Shehu also denied the claims that the convicts’ pardon was politically motivated.

“The Presidency wishes to throw light on the recent note presented to the Council of State, on the report of the Presidential Advisory Committee on the Prerogative of Mercy, as a culmination of a process begun by the convicts and others concerned in line with the Constitution,” Shehu said in a press statement, adding that section 175 (1) of the Constitution of the Federal Republic of Nigeria 1999 (as amended) empowers the President to exercise his constitutional powers “to grant any person concerned with or convicted of any offense created by an Act of the National Assembly a pardon, either free or subject to lawful conditions; to grant respite, either for an indefinite or a specified period of the execution of any punishment imposed on that person for such an offence; substitute a less severe form of punishment imposed on that person for such an offence or remit the whole or any part of any punishment imposed on the person for such an offence or of penalty or forfeiture otherwise due to the state on account of such an offence.”

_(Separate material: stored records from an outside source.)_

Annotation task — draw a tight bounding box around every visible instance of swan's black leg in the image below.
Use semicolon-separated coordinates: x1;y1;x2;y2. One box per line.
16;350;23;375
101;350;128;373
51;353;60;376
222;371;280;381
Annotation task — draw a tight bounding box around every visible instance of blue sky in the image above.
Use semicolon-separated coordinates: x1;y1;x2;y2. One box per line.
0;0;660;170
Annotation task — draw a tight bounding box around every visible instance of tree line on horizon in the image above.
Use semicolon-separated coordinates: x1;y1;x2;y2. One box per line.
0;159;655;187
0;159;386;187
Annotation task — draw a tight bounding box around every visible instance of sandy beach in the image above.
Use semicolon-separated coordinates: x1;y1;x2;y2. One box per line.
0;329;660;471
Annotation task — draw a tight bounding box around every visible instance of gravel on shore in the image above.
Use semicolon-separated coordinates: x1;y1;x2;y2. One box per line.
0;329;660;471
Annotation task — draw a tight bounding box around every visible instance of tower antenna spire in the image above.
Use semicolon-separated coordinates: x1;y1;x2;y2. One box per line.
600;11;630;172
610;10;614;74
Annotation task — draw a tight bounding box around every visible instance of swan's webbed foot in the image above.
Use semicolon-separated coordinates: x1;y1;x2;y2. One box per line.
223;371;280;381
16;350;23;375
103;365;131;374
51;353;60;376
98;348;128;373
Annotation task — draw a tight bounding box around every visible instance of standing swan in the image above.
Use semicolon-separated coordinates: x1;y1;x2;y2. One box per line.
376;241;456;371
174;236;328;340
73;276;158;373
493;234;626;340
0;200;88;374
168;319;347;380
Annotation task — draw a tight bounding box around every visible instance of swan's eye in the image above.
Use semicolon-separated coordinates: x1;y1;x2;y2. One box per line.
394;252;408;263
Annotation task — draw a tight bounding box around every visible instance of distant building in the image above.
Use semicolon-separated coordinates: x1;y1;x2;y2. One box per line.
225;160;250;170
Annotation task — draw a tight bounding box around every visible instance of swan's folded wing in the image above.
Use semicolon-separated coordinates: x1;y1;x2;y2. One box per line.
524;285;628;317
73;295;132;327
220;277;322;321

According to him, the decision to pardon the convicts was not taken incautiously as Buhari had acted on a report of the Presidential Advisory Committee on the Prerogative of Mercy constituted in 2018 to help the president discharge his constitutional responsibility of granting pardon/clemency to convicts or ex-convicts in deserving cases.

He said those granted pardon, “followed the established process of applying for pardon or clemency first to the Correctional Service (formerly Nigerian Prison Service), which must certify claims made, be they of life-threatening ill-health, (as in the cases of Governors Dariye, Nyame; John Uloh, Umar Bamalli, Sa’adu Alanamu, Charles Ihenatu, Akinwumi Ajayi and tens of others making the approved list of 159; or such cases arising from remorse and good conduct or plainly on the basis of compassion among other stated criteria.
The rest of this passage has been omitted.